Mr. Las Vegas is a unique show-biz figure—or two
By STEVE FRIESS
What this Wayne Newton is saying about the other Wayne Newton could seem convoluted and a bit vainglorious, but after speaking to him for a bit more than an hour, I think I’m getting it. He’s describing a scene filmed for Vegas Vacation that he successfully had nixed from the 1997 release.
The original script called for somebody called Wayne Newton to lecherously tell Beverly D’Angelo’s character, Ellen Griswold, that he wants her to become a “Newton broad.” She asks what that means and he tells her that it’s a woman who has had “a nose job, a boob job and a butt job.” Then Wayne would part a curtain to reveal 200 such women.
“When I got the script, I went to the director and I said, ‘This is one scene that Wayne Newton can’t do,’” he recalls. “Notice my verbiage. Not that I can’t do, that Wayne Newton can’t do. Wayne Newton is almost in some ways a third party. I almost become a protector of Wayne Newton that way. It becomes humorous, because they write things that Wayne Newton cannot say as Wayne Newton, you know?”
I do. I went into my first interview with the Wayner early this month with a very specific impression of what he’d be like, only to realize that there are at least two—and maybe more—Wayne Newtons.
In fact, Wayne Newton is a peculiar show-biz animal, the likes of which there may be no modern peer.

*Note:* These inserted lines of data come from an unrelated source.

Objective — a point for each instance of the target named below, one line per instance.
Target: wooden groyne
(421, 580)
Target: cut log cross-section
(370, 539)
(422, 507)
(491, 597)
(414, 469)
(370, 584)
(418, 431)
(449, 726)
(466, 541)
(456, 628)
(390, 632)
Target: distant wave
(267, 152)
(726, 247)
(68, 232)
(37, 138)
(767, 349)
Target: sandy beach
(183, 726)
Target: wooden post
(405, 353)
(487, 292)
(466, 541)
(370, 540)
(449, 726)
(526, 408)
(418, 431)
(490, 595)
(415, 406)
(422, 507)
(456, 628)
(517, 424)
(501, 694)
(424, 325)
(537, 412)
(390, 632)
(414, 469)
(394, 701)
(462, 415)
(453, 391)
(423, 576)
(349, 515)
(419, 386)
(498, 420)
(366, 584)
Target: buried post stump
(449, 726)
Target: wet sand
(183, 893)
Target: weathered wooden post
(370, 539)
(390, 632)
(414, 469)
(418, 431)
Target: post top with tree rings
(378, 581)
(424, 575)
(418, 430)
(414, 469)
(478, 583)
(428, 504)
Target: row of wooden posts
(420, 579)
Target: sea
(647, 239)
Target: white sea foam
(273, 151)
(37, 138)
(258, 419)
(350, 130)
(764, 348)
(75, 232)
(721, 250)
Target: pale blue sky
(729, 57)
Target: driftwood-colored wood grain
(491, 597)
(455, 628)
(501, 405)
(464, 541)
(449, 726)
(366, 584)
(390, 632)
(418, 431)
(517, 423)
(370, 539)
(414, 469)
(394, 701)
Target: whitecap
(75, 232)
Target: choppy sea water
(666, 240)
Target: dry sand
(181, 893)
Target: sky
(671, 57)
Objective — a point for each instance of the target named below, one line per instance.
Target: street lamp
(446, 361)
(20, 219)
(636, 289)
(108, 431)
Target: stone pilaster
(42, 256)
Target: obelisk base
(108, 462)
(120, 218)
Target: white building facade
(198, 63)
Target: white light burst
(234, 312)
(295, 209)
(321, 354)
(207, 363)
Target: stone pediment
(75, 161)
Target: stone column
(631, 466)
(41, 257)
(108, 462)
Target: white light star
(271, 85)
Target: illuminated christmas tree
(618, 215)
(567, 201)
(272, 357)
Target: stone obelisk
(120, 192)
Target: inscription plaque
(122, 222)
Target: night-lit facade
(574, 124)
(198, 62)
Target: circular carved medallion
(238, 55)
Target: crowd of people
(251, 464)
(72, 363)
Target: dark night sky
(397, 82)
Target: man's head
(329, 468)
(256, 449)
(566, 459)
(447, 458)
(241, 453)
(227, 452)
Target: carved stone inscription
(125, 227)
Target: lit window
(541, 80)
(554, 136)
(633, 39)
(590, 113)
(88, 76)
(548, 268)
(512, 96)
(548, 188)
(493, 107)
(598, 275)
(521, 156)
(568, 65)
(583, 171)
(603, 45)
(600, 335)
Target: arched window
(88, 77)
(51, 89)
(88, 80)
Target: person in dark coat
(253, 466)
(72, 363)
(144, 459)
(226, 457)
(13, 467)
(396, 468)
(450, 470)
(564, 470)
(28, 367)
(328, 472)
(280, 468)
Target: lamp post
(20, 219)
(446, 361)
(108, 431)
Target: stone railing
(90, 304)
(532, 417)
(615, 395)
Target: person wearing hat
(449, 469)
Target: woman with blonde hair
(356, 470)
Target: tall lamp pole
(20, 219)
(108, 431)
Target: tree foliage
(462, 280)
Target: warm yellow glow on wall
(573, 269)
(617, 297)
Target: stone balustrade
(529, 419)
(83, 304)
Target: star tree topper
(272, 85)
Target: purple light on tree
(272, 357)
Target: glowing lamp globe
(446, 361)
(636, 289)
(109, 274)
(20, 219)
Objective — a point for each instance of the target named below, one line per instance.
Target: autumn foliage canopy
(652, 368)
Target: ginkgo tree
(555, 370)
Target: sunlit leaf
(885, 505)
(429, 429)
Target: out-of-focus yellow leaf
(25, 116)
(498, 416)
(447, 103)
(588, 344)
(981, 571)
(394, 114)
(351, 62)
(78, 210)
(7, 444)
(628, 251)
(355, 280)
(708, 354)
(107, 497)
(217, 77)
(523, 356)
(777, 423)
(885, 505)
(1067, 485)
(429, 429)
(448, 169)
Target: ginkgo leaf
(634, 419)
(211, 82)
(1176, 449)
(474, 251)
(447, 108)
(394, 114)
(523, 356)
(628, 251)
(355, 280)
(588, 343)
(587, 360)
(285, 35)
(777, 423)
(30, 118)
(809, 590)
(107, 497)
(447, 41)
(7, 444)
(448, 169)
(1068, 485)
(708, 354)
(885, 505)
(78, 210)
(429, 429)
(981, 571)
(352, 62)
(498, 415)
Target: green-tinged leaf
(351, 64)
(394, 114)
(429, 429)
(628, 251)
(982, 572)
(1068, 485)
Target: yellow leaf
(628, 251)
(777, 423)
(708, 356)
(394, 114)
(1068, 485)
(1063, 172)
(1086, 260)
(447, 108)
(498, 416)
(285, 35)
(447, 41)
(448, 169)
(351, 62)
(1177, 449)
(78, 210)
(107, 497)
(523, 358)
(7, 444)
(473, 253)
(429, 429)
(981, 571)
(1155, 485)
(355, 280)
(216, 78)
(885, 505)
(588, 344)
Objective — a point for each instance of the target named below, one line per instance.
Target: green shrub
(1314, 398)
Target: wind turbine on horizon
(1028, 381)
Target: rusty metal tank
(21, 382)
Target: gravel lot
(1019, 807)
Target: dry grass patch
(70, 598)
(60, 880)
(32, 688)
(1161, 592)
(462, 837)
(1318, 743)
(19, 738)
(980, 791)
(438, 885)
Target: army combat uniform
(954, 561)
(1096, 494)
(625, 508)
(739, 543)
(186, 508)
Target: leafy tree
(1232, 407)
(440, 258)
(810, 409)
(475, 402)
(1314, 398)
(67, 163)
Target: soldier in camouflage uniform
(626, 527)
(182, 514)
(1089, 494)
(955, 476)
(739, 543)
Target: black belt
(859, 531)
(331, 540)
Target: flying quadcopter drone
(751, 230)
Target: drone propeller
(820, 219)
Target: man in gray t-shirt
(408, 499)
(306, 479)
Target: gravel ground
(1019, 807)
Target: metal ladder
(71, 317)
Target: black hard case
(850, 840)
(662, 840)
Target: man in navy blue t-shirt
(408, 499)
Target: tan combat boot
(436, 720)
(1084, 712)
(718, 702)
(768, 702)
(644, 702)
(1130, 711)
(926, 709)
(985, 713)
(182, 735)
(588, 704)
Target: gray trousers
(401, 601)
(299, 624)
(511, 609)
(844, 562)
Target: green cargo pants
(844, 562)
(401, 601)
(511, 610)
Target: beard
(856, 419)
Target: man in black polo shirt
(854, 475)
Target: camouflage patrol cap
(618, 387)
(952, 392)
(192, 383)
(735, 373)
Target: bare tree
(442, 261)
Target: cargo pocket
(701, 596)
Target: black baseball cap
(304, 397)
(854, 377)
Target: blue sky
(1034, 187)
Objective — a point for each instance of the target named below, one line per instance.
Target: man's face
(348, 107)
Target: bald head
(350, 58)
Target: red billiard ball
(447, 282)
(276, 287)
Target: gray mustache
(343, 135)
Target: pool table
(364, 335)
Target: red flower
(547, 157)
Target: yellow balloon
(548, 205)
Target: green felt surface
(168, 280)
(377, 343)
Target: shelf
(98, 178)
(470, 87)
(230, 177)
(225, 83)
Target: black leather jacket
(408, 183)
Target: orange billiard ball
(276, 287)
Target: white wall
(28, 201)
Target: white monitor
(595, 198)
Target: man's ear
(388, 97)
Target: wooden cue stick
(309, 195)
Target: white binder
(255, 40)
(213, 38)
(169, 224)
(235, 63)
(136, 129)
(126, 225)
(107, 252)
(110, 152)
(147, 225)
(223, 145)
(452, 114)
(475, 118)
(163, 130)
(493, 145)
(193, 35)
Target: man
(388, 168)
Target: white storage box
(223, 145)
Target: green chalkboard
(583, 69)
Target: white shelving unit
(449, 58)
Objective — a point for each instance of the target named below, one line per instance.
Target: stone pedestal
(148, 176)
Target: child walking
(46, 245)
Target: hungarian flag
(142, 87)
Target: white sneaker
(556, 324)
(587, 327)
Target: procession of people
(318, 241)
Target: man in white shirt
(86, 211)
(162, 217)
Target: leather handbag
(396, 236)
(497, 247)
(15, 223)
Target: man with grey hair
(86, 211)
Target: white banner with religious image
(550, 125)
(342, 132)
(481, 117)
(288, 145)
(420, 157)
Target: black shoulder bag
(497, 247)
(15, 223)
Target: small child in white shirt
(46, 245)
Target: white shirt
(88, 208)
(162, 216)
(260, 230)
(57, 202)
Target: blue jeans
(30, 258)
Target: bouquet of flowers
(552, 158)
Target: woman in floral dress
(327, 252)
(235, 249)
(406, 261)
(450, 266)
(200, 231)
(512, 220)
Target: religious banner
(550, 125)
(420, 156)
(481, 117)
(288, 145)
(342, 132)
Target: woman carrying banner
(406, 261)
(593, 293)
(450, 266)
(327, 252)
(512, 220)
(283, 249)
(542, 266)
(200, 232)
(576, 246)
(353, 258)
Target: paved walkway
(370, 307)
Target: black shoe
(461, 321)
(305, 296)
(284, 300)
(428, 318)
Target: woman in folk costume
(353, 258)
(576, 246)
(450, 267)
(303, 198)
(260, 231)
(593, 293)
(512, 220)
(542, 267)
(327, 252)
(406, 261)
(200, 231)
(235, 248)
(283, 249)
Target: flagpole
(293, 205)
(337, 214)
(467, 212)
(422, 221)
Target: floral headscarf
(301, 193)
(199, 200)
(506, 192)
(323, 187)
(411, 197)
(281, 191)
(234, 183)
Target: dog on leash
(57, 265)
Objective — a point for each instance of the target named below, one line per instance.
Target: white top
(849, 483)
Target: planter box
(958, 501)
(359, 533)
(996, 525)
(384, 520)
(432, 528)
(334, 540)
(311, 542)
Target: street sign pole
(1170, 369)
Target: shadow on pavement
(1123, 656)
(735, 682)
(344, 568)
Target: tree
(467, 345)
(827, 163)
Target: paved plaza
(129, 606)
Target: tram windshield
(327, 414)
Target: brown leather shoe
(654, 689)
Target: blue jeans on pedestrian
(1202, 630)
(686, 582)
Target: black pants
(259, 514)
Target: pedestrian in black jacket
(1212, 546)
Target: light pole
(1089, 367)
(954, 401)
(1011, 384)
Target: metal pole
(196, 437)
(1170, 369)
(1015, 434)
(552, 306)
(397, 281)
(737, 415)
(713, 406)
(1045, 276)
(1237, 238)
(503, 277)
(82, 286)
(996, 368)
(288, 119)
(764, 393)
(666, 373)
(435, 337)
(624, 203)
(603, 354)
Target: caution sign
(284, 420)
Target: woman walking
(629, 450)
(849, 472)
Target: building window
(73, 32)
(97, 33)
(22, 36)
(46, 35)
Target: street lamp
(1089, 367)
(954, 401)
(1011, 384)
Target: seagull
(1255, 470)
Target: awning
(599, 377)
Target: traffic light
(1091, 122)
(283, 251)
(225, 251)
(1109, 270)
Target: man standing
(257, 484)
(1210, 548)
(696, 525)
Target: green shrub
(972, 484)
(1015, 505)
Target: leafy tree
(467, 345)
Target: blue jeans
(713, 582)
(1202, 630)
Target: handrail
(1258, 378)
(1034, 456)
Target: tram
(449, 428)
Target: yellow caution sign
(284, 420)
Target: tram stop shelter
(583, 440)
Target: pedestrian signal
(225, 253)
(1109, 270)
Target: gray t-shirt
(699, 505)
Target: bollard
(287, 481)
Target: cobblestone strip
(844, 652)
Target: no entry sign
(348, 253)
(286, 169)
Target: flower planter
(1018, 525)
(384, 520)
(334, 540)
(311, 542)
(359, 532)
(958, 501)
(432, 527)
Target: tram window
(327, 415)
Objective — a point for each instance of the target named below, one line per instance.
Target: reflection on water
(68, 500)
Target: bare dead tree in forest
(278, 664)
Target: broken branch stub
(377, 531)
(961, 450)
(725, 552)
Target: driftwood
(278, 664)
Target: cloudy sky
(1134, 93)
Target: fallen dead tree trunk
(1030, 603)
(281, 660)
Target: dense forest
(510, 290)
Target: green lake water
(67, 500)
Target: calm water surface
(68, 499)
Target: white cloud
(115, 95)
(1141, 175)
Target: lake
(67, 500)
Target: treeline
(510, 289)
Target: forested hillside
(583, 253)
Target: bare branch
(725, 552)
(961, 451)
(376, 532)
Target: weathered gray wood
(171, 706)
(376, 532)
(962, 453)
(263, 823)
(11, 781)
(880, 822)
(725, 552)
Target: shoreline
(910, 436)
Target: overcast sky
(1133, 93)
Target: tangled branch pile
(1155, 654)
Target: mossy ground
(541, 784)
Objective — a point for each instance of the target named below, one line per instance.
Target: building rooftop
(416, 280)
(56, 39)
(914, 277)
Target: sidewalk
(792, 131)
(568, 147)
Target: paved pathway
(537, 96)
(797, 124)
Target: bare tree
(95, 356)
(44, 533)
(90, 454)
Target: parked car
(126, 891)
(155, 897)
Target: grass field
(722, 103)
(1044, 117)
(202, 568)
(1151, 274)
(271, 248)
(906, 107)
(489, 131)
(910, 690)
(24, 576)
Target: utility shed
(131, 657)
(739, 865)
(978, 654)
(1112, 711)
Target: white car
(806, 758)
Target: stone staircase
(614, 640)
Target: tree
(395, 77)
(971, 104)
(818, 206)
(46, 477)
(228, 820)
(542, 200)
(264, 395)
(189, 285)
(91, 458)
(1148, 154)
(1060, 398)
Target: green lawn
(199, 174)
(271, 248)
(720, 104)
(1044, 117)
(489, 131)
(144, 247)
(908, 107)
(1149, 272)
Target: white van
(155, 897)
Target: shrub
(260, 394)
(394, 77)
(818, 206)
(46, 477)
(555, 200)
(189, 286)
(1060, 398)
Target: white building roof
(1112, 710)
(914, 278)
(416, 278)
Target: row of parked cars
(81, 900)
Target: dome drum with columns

Sure, there are actors like Michael Cera, Joe Pesci or Sandra Bullock who always play the same sort of characters, and there are personalities like Larry King or Oscar Goodman who pop up here and there as themselves.
But Wayne Newton is an actor and singer whose image has been so completely swallowed by a certain persona—the sunny, buffoonish, slightly-but-never-explicitly sleazy elevated-lounge-lizard representation of an older Vegas era—that his only choice is to play it on screen and stage.
In fact, I can be forgiven for expecting that Wayne Newton when we spoke, because that was the Wayne Newton I met the prior evening at a meet-and-greet before his show at the Tropicana. He appeared then in a black velour smoking jacket, with a grove of chest hair a-popping, kissing my female companion so frequently that half his smooches ended up in her hair because she wasn’t paying close enough attention.
Then he got on the stage in Once Before I Go, told his story from 15-year-old Vegas wunderkind to aging survivor of the tuxedo-clad Vegas era before a 23-piece orchestra, his voice significantly, uh, weathered and almost nobody in the audience caring a whit.